About 20 communicators across Duke, many of whom had not been on campus since the lockdown 15 months ago, participated in a macro photography and videography workshop in Sarah P. Duke Gardens on Wednesday June 9, 2021. Armed with mirrorless cameras, DSLR’s, GoPro’s, iPhones and Androids, the Video and Photo Working Group participants walked from the University Communications office to the Gardens Terraces for the field trip. “Macro photography takes a little bit of specialized gear, and a whole lot of patience,” Bill Snead, digital asset manager for Digital and Brand Strategy in University Communications, told his fellow communicators.
The working group, led by Julie Schoonmaker, video producer for Digital and Brand Strategy in University Communications and Shaun King, Senior Public Relations Specialist for Trinity College of Arts & Sciences, has been hosting topics like “Small Cameras, Big Pictures,” “Creating Effective Virtual Events & Ceremonies,” and “Documenting the COVID-19 Pandemic” through monthly Zoom sessions since February 2020, and before that, in person at the University Communications office. Snead, who also has a commercial remote pilot’s license and has been doing aerial photos and video on campus for two years, was a great choice to lead a macro talk. “I got into macro photography as a way to deal with being a landscape photographer in western New York, an area devoid of any real dramatic landscape features like mountains or oceans,” said Snead. “It’s essentially a vast glacial plain. Turning my focus to the macro world allowed me to explore micro-landscapes that were much more interesting.”
“It may take you many minutes to frame up and focus onto a mini landscape barely noticeable to others, and you may end up waiting a really long time for that dragonfly to re-alite on the leaf you’ve previously focused on, or for the wind to stop blowing it around. And you’re often doing all that while kneeling, sitting or laying on the ground. It’s not for everyone, but when you come away with a unique image that offers others a peek into the microverse, it can all be worth it.”
Some of Snead’s suggestions included a tripod for camera stabilization and focus, and a reflector for bouncing light onto an object or acting as a scrim to block harsh mid-day sun. He also suggested purchasing a used, cheap ($50-70) manual focus lens that could be attached to a current model camera with an adapter. Bill’s go-to macro lens is a 1974 model Nikon 55mm f3.5 lens, mounted with a micro 4/3 adapter to his Olympus E-M1 Mark II camera. “This lens is as sharp or sharper than anything you could buy today.” Snead also recommended extension tubes as a cheaper alternative to an expensive macro lens. Extension tubes are designed to enable a lens to focus closer than normal. Other iPhone or Android options include macro diopter close-up screw on attachments or clip-on macro lenses, for $15-40.

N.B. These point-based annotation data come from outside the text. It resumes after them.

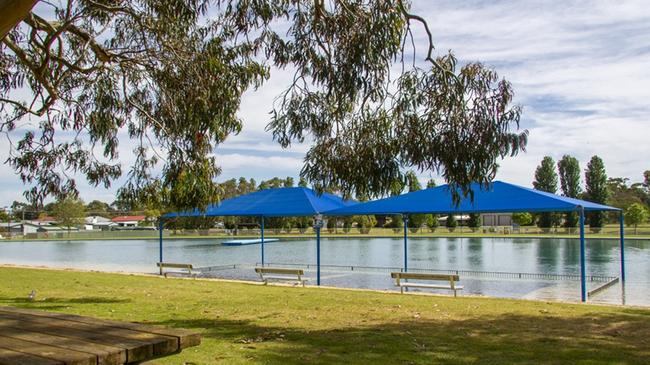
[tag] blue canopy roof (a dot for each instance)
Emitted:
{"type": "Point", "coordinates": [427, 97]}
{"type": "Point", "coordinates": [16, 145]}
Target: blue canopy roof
{"type": "Point", "coordinates": [498, 197]}
{"type": "Point", "coordinates": [280, 202]}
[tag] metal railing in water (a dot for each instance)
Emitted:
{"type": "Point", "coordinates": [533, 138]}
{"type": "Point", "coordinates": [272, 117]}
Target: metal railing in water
{"type": "Point", "coordinates": [463, 273]}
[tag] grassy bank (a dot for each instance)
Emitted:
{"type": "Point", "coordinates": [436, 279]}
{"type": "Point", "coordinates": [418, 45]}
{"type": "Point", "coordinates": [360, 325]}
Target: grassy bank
{"type": "Point", "coordinates": [252, 324]}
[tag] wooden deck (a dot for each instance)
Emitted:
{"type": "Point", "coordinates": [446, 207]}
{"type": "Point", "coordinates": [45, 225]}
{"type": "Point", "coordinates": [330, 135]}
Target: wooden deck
{"type": "Point", "coordinates": [30, 337]}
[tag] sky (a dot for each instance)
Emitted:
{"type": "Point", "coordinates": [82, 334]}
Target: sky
{"type": "Point", "coordinates": [579, 69]}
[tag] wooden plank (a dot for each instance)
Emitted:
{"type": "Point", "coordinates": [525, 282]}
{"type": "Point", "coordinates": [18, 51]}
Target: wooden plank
{"type": "Point", "coordinates": [69, 357]}
{"type": "Point", "coordinates": [430, 286]}
{"type": "Point", "coordinates": [602, 287]}
{"type": "Point", "coordinates": [184, 337]}
{"type": "Point", "coordinates": [139, 345]}
{"type": "Point", "coordinates": [174, 266]}
{"type": "Point", "coordinates": [270, 270]}
{"type": "Point", "coordinates": [106, 355]}
{"type": "Point", "coordinates": [10, 357]}
{"type": "Point", "coordinates": [422, 276]}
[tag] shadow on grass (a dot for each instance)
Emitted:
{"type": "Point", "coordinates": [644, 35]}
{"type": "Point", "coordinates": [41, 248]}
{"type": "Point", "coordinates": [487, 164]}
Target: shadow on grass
{"type": "Point", "coordinates": [61, 302]}
{"type": "Point", "coordinates": [503, 339]}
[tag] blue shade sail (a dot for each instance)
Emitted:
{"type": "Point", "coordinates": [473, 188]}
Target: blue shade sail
{"type": "Point", "coordinates": [280, 202]}
{"type": "Point", "coordinates": [498, 197]}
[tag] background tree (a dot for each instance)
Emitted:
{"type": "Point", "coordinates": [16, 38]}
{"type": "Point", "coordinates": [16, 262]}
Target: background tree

Julie Wynmor, program coordinator for the Department of Gender, Sexuality, & Feminist Studies, photographs students and faculty for department news stories and website acknowledgements, as well as in classrooms, meetings and program events.
“I went to the workshop for two reasons, one is that I joined the group while we were remote, so it was a fun opportunity to meet people that I’ve only seen on Zoom,’ said Wymor. “The second reason is I’m always looking to learn more and whether its Zoom or in person the Photo/video working group meetings have been very interesting, diverse and informative.”

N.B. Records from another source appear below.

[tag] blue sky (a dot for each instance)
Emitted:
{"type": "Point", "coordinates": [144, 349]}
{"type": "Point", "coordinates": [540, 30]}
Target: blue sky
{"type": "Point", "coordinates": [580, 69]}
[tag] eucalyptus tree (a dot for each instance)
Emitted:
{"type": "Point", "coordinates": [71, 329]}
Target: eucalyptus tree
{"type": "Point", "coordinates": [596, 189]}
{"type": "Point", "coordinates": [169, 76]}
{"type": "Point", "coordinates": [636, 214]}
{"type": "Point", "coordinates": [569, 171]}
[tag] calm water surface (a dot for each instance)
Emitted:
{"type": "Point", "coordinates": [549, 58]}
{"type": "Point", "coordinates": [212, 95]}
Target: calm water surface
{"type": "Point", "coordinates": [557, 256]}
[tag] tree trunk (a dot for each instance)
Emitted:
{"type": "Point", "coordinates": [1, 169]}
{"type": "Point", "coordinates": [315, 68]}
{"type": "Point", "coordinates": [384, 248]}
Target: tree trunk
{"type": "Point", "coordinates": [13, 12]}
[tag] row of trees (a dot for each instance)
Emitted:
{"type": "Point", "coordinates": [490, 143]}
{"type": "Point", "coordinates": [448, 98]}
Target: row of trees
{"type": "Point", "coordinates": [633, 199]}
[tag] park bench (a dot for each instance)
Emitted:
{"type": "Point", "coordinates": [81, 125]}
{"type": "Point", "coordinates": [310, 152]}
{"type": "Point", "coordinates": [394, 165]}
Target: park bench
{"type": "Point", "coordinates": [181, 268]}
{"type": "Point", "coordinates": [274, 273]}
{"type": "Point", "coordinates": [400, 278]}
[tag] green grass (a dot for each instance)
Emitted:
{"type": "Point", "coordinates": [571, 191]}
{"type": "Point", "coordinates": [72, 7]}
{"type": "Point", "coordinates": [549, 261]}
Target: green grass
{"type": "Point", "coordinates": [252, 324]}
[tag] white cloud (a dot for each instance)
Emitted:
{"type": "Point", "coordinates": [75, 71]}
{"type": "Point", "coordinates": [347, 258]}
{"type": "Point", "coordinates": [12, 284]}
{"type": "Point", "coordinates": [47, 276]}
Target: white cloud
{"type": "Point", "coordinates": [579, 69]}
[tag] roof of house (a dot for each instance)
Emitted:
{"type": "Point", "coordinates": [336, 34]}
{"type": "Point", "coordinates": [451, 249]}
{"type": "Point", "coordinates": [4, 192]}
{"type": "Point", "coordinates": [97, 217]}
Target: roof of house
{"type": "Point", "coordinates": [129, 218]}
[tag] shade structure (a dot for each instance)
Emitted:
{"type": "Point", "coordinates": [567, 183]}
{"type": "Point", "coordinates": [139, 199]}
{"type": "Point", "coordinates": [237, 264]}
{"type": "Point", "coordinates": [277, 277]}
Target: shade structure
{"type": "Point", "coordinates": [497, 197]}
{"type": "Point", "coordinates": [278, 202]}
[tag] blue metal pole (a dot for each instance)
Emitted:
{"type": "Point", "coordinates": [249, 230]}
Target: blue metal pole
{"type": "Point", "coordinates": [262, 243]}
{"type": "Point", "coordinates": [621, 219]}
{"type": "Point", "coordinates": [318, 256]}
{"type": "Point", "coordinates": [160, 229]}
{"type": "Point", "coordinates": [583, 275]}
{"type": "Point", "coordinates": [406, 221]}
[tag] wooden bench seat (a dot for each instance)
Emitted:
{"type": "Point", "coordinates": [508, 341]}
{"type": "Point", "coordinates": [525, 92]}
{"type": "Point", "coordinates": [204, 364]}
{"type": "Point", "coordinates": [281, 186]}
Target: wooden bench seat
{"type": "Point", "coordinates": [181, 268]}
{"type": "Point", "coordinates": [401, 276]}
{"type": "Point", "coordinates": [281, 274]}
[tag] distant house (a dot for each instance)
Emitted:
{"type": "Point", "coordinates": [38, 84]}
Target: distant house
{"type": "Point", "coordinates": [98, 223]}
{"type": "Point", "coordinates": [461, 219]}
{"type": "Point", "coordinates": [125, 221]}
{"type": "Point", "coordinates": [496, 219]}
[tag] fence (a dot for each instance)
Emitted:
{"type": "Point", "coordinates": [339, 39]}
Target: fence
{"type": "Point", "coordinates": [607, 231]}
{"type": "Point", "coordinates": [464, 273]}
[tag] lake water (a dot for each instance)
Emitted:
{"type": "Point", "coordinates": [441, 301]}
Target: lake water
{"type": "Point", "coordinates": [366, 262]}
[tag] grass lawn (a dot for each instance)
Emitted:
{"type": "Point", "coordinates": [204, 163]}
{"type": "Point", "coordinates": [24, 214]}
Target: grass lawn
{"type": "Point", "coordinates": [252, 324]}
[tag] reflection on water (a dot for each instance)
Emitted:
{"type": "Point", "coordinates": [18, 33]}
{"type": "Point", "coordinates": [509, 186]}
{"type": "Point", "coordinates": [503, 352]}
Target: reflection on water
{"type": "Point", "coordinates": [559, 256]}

Schoonmaker, who edits and produces overarching, strategic videos like “Duke Commencement 2021 Glory”, “Toward Our Second Century,” and “Presidential Awards Virtual Ceremony,” started the working group with King five years ago. The group now has 111 email subscribers with 20-25 who participate in the monthly meetings. “We began the group with the goal of offering our Duke videographers and photographers ranging in experience a place to connect, exchange information, learn and grow,” said Schoonmaker. “After over a year of only meeting through Zoom, it was wonderful to finally see each other in-person and return to hands-on teaching and learning together.”

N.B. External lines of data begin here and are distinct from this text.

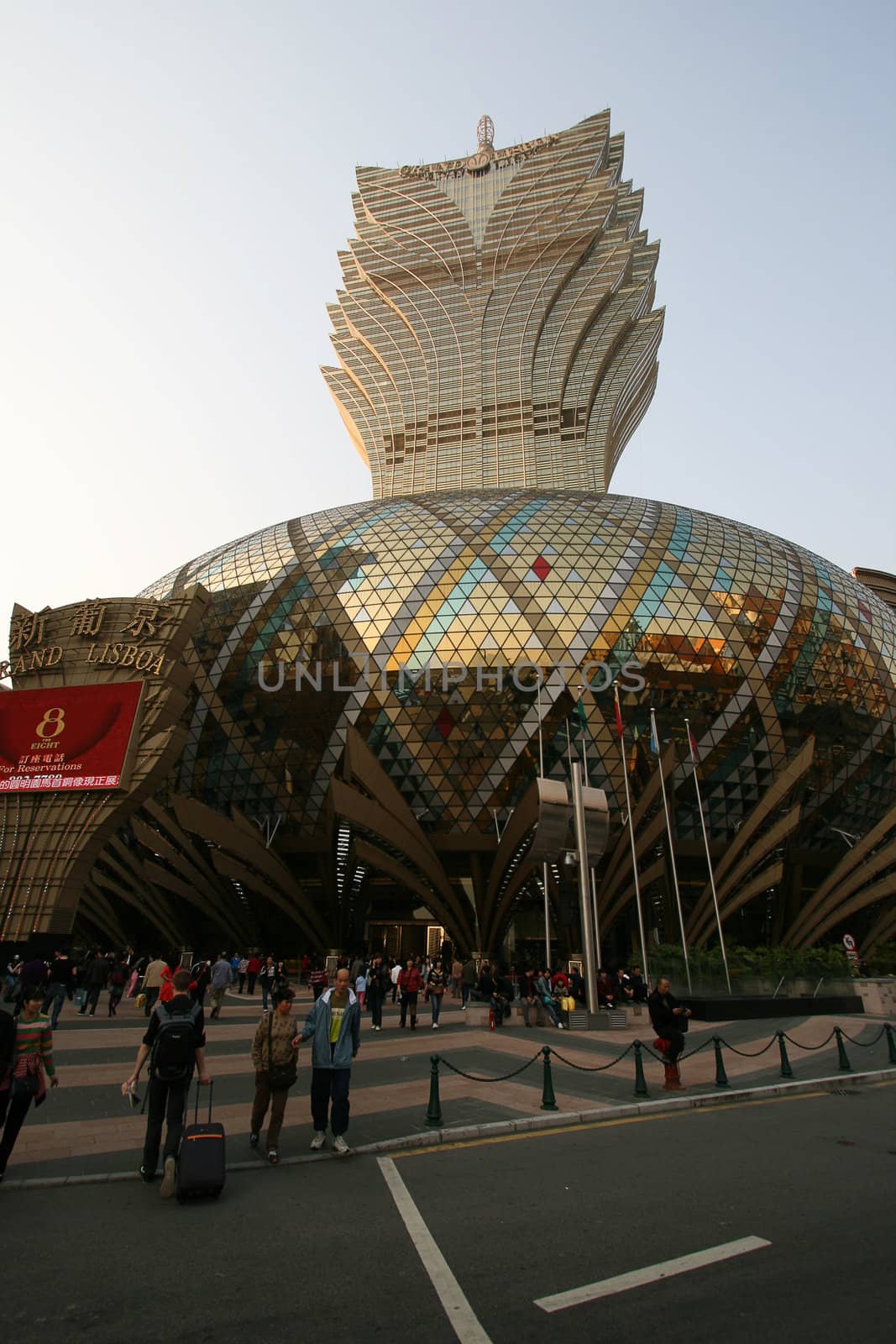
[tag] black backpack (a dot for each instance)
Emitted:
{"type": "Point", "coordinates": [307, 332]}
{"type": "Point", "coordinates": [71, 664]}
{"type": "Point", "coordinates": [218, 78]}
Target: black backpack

Veronique Koch, science producer with University Communications, recently did a virtual tour of the Duke Greenhouse, and Snead tagged along to capture some macro shots. “His videos and still were just gorgeous… I was delighted when I heard he was willing to give a masterclass to our video and photo group,” Koch said. To prepare for the workshop, Koch purchased a clip-on lens kit for her iPhone, which included a macro and wide angle lens, as well as a small light, and a mini tripod, all for $57. “I didn’t want to invest in too much expensive gear right away,” she said.
“I was really surprised at how well they worked, and learning his tips and tricks during his class, and getting to practice on my own in the Duke Gardens was so much fun. I made some mistakes but I got a couple of great shots that I am very proud of. I can’t wait to practice some more.”